Molecules Meet Language: Confound-Aware Representation Learning and Chemical Property Steering in Transformer-VAE Latent Spaces
Zakaria Elabid, Jan Andrzejewski, Bartosz Brzoza, Attila Cangi

TL;DR
This paper investigates how chemically meaningful information can be extracted from Transformer-VAE latent spaces for molecules, emphasizing the importance of confound-aware evaluation to ensure true chemical signal rather than artifacts.
Contribution
It introduces a confound-aware evaluation method for molecular latent spaces and demonstrates robust property steering in Transformer-VAE models after proper validation.
Findings
Robust monotonic steering for multiple chemical properties under confound-aware evaluation.

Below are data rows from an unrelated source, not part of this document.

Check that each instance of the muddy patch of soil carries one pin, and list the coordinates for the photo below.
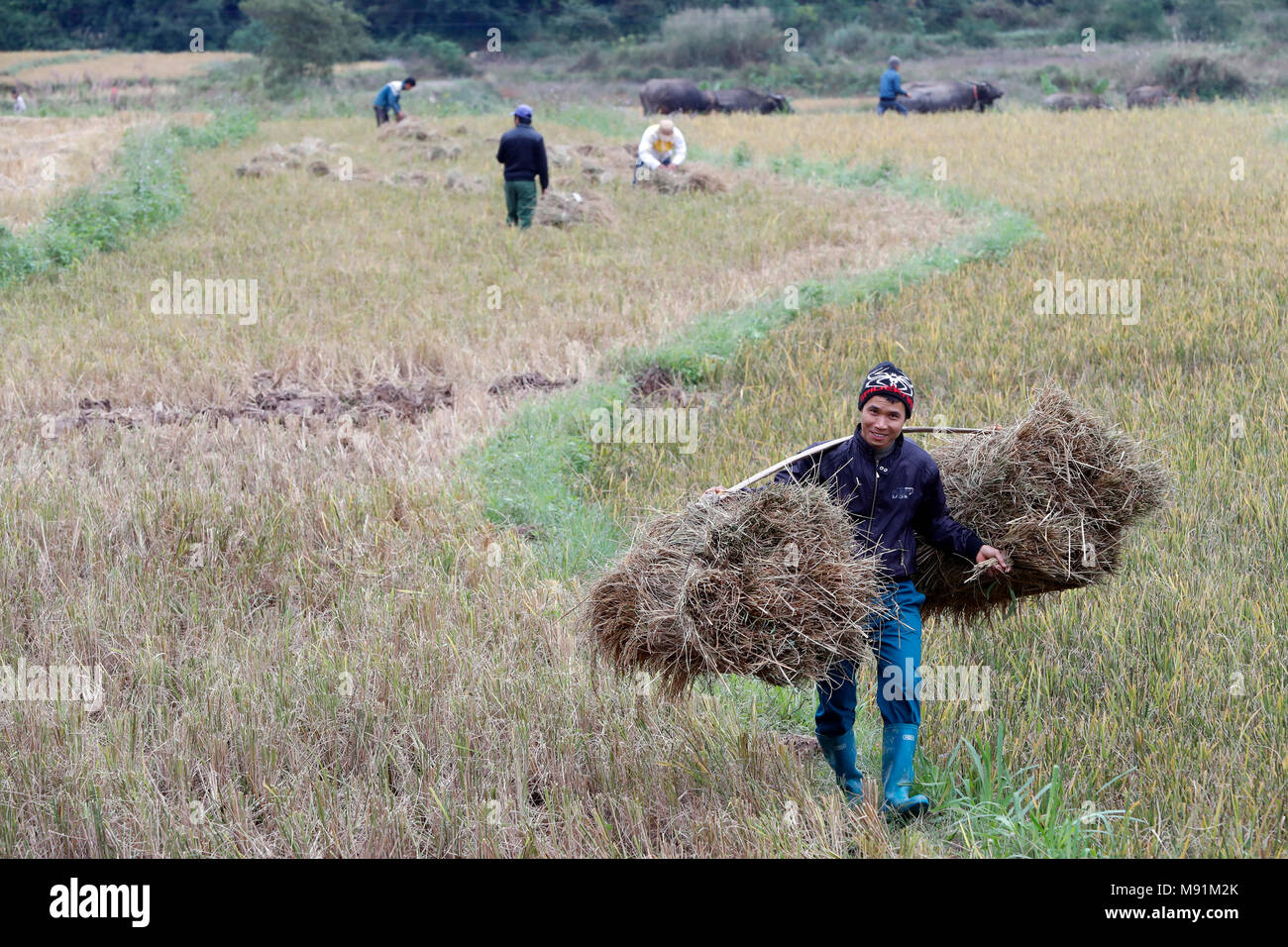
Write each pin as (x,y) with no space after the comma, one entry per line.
(270,402)
(527,381)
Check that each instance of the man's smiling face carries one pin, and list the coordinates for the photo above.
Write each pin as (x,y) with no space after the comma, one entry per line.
(881,421)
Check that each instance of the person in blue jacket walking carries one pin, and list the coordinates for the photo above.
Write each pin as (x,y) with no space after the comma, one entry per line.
(892,488)
(390,97)
(892,89)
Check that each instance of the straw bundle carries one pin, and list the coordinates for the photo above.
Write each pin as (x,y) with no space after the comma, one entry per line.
(682,178)
(1055,491)
(760,583)
(559,209)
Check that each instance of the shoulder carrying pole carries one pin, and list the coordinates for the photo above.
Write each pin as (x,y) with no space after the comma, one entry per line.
(819,449)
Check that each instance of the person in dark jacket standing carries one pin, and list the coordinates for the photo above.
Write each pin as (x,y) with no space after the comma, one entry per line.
(892,488)
(890,90)
(523,153)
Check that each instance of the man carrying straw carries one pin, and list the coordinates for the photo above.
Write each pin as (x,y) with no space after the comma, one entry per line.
(892,487)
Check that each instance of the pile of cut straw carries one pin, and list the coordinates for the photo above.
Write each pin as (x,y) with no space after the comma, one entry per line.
(760,583)
(1055,491)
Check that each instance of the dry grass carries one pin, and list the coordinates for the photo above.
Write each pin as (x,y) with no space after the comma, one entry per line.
(1056,489)
(357,661)
(761,583)
(40,158)
(125,67)
(349,240)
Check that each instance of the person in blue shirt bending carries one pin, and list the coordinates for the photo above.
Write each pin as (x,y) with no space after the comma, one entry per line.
(389,98)
(892,89)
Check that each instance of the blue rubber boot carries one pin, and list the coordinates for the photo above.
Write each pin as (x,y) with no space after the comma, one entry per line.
(840,754)
(898,746)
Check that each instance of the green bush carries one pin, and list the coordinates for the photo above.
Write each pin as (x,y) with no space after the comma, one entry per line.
(442,56)
(1207,20)
(307,38)
(146,191)
(1201,76)
(579,20)
(720,38)
(1124,20)
(978,34)
(253,38)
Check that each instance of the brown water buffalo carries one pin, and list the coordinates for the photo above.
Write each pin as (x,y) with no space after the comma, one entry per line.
(1065,102)
(750,101)
(949,95)
(669,95)
(1150,97)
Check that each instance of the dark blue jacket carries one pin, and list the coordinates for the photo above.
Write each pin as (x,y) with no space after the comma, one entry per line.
(890,84)
(888,500)
(387,98)
(523,153)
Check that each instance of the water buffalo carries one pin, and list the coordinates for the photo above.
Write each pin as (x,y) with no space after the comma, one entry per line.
(1149,97)
(750,101)
(669,95)
(951,95)
(1065,102)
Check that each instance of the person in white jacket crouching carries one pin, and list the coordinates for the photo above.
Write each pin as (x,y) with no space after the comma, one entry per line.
(661,145)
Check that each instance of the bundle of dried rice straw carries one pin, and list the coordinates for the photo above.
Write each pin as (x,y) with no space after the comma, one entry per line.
(760,583)
(1054,491)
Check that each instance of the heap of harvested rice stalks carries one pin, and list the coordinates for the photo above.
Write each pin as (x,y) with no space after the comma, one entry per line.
(761,583)
(690,176)
(1054,491)
(561,208)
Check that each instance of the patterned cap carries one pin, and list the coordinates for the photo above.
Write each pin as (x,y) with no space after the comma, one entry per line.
(888,380)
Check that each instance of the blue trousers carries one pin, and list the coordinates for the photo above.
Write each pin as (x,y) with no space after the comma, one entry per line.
(897,643)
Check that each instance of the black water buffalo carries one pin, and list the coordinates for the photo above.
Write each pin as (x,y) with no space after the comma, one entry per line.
(669,95)
(1149,97)
(750,101)
(1065,102)
(951,95)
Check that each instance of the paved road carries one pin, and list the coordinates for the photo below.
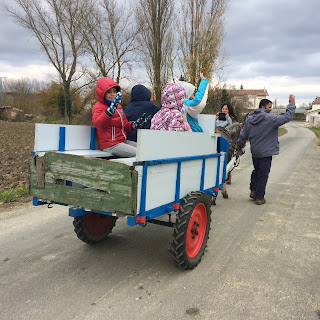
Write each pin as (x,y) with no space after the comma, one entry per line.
(262,262)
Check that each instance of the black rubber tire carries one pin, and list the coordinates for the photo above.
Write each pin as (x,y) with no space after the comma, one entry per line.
(83,232)
(179,243)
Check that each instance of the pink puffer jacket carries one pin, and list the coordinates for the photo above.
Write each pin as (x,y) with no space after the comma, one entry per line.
(170,117)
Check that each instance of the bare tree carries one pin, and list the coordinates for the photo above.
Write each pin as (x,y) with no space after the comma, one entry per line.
(110,38)
(201,37)
(57,25)
(154,18)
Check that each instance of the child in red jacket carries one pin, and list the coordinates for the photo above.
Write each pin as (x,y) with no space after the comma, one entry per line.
(110,121)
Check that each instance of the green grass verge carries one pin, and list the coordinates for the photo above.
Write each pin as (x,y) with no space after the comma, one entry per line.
(12,195)
(282,131)
(317,132)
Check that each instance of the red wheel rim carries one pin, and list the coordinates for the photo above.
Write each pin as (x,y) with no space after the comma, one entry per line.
(196,230)
(97,223)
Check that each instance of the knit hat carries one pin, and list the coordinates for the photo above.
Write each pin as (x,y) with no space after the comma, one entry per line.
(188,87)
(173,96)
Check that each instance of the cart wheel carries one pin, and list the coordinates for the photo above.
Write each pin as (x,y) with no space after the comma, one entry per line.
(93,227)
(191,230)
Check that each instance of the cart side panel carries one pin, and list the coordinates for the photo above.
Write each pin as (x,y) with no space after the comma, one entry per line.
(159,144)
(108,186)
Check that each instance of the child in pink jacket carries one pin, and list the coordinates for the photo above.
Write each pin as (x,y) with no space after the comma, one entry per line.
(170,117)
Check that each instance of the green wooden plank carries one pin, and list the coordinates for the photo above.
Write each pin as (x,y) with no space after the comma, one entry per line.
(120,192)
(94,173)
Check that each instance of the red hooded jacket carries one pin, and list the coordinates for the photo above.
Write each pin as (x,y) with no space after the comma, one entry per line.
(110,130)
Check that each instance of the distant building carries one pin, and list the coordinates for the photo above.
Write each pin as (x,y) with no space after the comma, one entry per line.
(313,115)
(10,113)
(251,98)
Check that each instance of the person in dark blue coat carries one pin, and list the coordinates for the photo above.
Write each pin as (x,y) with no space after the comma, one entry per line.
(140,103)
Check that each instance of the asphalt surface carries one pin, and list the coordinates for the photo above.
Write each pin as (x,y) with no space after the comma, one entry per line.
(262,262)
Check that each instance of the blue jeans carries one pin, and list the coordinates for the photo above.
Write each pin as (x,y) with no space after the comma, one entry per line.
(260,175)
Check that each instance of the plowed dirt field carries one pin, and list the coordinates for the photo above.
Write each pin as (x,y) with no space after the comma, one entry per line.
(16,144)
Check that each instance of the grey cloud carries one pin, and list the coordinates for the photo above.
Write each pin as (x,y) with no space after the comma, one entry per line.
(279,37)
(17,46)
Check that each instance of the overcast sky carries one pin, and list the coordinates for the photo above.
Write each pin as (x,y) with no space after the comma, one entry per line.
(272,44)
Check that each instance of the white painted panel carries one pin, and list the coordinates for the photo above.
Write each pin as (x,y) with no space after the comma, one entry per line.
(161,185)
(88,153)
(46,137)
(77,137)
(158,144)
(207,123)
(190,177)
(210,176)
(231,163)
(127,161)
(221,166)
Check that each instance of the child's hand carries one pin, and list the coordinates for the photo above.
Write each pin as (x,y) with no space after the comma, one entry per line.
(114,104)
(141,122)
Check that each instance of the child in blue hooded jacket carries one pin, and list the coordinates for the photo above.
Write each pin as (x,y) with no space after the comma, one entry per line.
(195,103)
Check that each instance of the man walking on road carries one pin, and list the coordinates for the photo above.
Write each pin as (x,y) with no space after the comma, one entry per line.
(261,129)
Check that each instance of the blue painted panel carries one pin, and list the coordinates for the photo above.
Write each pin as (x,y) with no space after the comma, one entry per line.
(202,174)
(62,139)
(93,138)
(171,160)
(177,195)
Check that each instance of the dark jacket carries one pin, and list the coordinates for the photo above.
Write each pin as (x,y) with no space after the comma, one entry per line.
(261,129)
(140,103)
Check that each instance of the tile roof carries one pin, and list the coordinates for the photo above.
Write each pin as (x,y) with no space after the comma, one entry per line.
(316,101)
(243,92)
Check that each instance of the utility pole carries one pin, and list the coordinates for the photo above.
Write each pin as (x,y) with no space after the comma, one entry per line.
(1,98)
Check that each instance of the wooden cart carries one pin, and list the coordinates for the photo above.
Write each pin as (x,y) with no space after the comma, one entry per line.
(174,174)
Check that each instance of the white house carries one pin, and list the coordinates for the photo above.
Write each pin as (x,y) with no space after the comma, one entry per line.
(313,115)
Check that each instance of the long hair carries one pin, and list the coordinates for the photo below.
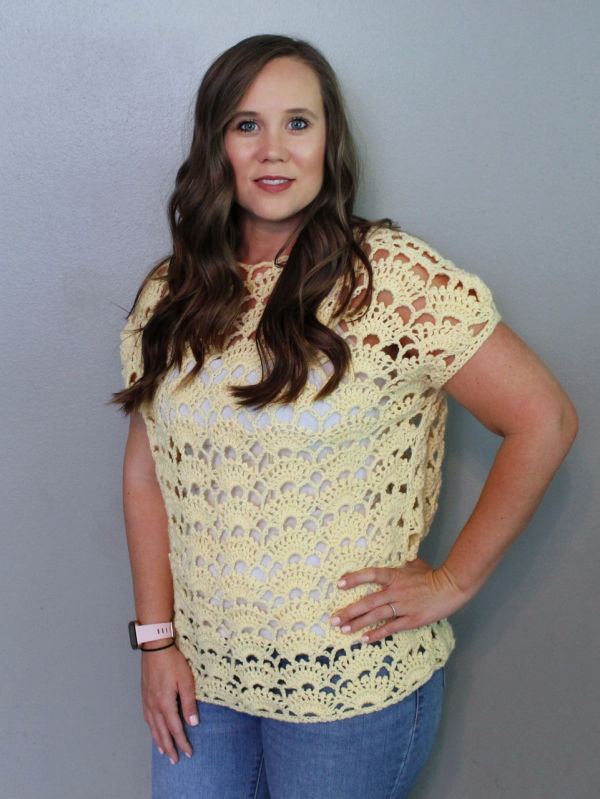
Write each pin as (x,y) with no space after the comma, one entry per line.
(205,290)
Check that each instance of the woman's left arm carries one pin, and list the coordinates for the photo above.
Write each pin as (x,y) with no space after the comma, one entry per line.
(511,392)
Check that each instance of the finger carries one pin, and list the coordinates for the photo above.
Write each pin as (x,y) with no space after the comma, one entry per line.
(165,740)
(187,700)
(175,727)
(373,574)
(377,615)
(361,607)
(155,733)
(395,626)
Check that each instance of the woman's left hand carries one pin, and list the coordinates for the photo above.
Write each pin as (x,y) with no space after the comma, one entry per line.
(417,593)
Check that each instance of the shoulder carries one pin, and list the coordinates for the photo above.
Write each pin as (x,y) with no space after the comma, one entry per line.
(407,262)
(153,289)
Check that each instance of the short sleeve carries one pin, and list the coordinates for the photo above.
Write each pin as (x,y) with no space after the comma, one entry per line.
(458,315)
(131,335)
(433,316)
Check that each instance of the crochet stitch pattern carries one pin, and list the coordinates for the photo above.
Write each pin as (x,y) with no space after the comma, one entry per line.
(269,507)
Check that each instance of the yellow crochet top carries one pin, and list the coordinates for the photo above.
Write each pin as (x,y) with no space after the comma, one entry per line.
(268,508)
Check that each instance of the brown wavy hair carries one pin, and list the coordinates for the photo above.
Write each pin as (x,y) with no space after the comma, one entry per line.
(205,290)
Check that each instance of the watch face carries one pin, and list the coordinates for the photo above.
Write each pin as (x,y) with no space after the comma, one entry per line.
(132,635)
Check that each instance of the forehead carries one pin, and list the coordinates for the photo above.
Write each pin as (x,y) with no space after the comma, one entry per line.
(284,83)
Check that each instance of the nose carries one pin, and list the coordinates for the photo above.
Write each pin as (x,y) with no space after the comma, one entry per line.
(272,146)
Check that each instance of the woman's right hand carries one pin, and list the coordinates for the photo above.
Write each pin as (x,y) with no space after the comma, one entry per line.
(165,677)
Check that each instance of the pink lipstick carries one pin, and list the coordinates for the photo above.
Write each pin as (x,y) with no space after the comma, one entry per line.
(273,183)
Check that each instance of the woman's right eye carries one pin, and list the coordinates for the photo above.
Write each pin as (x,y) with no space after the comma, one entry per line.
(247,126)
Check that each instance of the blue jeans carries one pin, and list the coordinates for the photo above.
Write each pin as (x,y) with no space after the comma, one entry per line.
(237,756)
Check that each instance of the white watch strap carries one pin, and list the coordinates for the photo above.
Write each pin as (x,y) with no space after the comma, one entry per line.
(152,632)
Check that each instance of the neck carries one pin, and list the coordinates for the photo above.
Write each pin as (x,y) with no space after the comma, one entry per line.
(261,241)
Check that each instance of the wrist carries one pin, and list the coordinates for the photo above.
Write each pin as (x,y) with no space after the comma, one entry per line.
(152,646)
(150,633)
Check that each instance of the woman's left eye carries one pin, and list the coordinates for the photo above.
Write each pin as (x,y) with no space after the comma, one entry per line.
(298,123)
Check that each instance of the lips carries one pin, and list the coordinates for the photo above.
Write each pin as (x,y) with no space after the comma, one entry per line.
(273,183)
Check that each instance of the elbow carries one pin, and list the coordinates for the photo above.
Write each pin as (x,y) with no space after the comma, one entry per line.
(568,423)
(558,424)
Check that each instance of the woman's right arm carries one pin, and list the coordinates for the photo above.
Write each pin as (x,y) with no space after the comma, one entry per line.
(165,674)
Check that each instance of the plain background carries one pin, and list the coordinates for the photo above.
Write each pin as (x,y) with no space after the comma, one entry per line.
(478,126)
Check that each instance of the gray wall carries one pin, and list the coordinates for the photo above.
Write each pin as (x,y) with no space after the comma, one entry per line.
(478,124)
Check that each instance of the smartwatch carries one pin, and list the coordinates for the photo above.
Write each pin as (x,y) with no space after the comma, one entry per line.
(142,633)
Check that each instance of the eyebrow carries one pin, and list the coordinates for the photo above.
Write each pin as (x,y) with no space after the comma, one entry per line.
(250,113)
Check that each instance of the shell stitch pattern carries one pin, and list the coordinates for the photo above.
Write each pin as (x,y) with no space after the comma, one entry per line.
(269,507)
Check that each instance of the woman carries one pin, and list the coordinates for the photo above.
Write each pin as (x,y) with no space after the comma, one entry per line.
(284,375)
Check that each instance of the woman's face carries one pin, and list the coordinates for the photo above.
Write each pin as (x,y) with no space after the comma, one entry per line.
(276,145)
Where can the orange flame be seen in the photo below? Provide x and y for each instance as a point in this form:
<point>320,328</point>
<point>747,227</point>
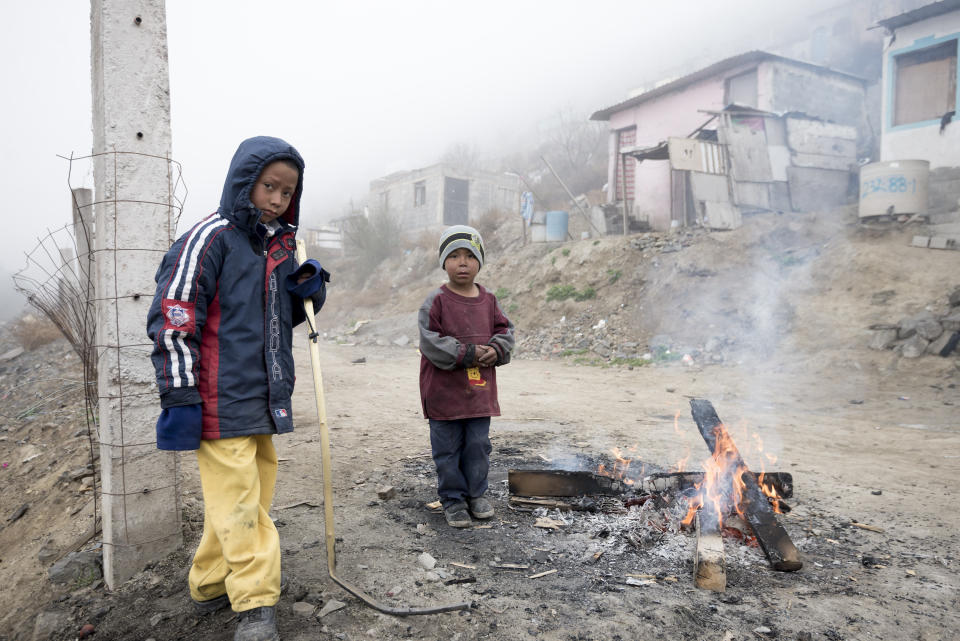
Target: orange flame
<point>723,485</point>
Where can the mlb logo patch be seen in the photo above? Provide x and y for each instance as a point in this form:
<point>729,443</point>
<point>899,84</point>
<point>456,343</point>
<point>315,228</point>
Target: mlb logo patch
<point>178,316</point>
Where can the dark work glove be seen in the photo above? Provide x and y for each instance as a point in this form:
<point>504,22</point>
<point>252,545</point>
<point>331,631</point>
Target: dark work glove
<point>179,427</point>
<point>314,287</point>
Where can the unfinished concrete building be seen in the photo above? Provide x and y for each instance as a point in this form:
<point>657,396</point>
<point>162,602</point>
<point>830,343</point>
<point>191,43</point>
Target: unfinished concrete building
<point>441,195</point>
<point>755,131</point>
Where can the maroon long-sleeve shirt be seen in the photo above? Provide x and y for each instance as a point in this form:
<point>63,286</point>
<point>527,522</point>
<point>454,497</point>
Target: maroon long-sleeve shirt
<point>452,386</point>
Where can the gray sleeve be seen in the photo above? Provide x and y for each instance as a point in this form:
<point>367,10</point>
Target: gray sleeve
<point>503,339</point>
<point>445,352</point>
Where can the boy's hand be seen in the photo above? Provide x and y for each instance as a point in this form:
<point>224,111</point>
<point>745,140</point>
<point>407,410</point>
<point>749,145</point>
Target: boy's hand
<point>486,355</point>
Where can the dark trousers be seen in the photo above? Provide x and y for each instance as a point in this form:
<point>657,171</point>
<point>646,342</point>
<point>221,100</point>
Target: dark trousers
<point>461,452</point>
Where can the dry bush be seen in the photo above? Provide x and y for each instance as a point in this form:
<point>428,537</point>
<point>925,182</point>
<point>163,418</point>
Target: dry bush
<point>369,241</point>
<point>373,295</point>
<point>34,331</point>
<point>489,225</point>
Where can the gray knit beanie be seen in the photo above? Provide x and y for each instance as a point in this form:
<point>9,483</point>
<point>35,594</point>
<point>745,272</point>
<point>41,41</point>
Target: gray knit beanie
<point>461,236</point>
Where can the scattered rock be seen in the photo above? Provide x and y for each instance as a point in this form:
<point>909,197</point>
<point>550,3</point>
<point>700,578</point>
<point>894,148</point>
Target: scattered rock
<point>951,322</point>
<point>883,339</point>
<point>914,347</point>
<point>77,568</point>
<point>304,609</point>
<point>331,606</point>
<point>936,346</point>
<point>955,297</point>
<point>50,624</point>
<point>12,354</point>
<point>924,323</point>
<point>48,553</point>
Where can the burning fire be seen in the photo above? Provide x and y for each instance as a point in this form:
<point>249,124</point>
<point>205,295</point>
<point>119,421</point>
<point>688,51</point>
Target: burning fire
<point>722,487</point>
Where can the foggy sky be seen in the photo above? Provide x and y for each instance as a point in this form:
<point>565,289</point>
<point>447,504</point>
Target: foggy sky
<point>362,89</point>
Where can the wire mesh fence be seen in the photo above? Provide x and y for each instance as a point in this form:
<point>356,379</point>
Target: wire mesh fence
<point>59,280</point>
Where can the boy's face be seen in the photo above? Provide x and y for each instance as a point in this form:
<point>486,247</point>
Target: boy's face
<point>274,189</point>
<point>461,266</point>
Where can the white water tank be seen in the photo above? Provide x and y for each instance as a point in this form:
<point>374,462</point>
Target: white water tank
<point>894,187</point>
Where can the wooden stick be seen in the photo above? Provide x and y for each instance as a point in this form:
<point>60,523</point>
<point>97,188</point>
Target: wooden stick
<point>773,539</point>
<point>709,562</point>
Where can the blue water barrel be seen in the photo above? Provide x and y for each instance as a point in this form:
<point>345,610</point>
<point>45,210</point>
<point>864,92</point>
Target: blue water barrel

Some properties have stable global directions, others are better described by local gradients.
Chemically meaningful steering can emerge in entangled latent spaces when validated properly.
Abstract
Molecular generative models often assume meaningful latent geometry, but apparent property predictability can reflect sequence-level shortcuts rather than chemical organization. We study this issue in an unsupervised autoregressive Transformer-VAE trained on SELFIES. After training, we freeze the model, fit linear probes to RDKit descriptors, and use the probe weights as candidate global steering directions. To separate chemical signal from SELFIES artifacts, we introduce a confound-aware evaluation based on residualization, confound-direction alignment analysis, and decoded-molecule traversal. This is necessary because SELFIES length, branch tokens, ring tokens, and token entropy are strongly encoded in the latent space. Under this confound-aware evaluation, we find robust monotonic steering for cLogP, FractionCSP3, HeavyAtomCount, TPSA, BertzCT, and HBA. Nonlinear probes further show…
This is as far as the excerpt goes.